Wondered what the fuss is about physical modeling? This
synthesis technique surfaced years ago, but you're going to be seeing a
lot more of it thanks to faster CPUs. Here's a snapshot explanation of
what it is and how it came to be.

Why you need it:

A violin is not a sine wave: Traditional analog synthesis builds
sounds out of simple waveforms. That's great — except real-world sound
is much more complex — as you've no doubt noticed if, for instance,
you've heard a kid trying to learn violin. Online math magazine +plus
(named for addition, the one kind of math I can actually do!) has a
great explanation of why a violin is so hard to play. Weirdly, violin string move in v-shapes, not parabolas.

Thank Hermann: Super-renaissance man (physicist AND physician) Hermann von Helmholtz
figured that out along with various other secrets of timbre in his FREE
time — you know, when he wasn't busy working out the law of
conservation of energy in physics, inventing the opthamaloscope, or
solving the mysteries of human sight. (All that despite having a P.E.
teacher for a dad — okay, gymnasium headmaster, but still!)

That was 1863, though. It took a bit longer to apply our understanding of how instruments work directly to synthesis:

How it evolved:

Moving to currently-alive super-smart-people, we have modern
physical modeling work. This describes a set of related models for how
instruments work, from what happens to a surface when you blow on it
(flute) to what happens when you bow it (violin).

Stanford CCRMA: Stanford University deserves much of the credit for the original research into physical modeling,
which they've detailed in a (somewhat-outdated) page with online and
paper bibliography. Some of their work on NeXT workstations morphed
into Windows/Mac software for the Korg OASYS (see below). The NeXT
software lives on as MusicKit, which is OS X-, Windows-, and Linux-compatible.
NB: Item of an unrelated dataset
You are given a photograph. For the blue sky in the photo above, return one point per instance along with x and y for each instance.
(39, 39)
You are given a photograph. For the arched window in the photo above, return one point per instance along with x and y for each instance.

90s commercial research: This history
talks about the modern evolution of physical modeling. Keyboard
Magazine covered Yamaha's new-fangled VL-1 in 1994 (none other than
current editor Ernie Rideout), but the expensive tech (US$5000) didn't
catch on at the time. Ernie's quote at the time, though, still applies
to modern physical-modeled synths: "You'll want to practice,
guaranteed, and not only just to program clever assignments but to see
how far you can take things, where the boundaries are, can you exceed
them, can you push them, and so on. Heck, you'll want to just play the

Korg OASYS: It took Korg quite some time to get the research to work as a product, as Joe Bryan (now with Universal Audio) told Sonikmatter in an interview.
The first PCI-based OASYS appeared in 1993, but in 2002 Joe noted "An
OASys style keyboard is still a dream, although it'll take a serious
commitment to pull it off correctly. I wouldn't be surprised if Korg
was busy working on one right now." Funny you should say that, Joe . .
. (see below)

And how it works: Harmony Central has a great 1996 article by Scott Lehmann explaining how physical modeling actually works.

How to get it now:

If you want to try your hand at physical-modeled synths right now,
you suddenly have lots of options, because what once took computers
days to render can finally happen in real time:

Hardware synths: The Alesis Fusion and Korg OASYS
keyboards, both introduced last month at NAMM, each feature the latest
in physical modeling technology alongside analog-style synthesis.

Software: Primitive implementations are available in
MusicKit and even Csound, but if you want something that sounds good,
you're best off with one of these options:

  • Sculpture
    in Logic Pro 7 is right now the best physical modeling implementation
    I've seen. (Not available in Express; Mac only of course!)
  • Ugo's free String Theory synth for Windows VST is a decent implementation, and the price is right!
  • Upcoming String Studio looks to be a bit simpler than Sculpture, taking advantage of physical modeling technology from Tasman. (Windows/Mac)

So get out there and play! Did I miss anything?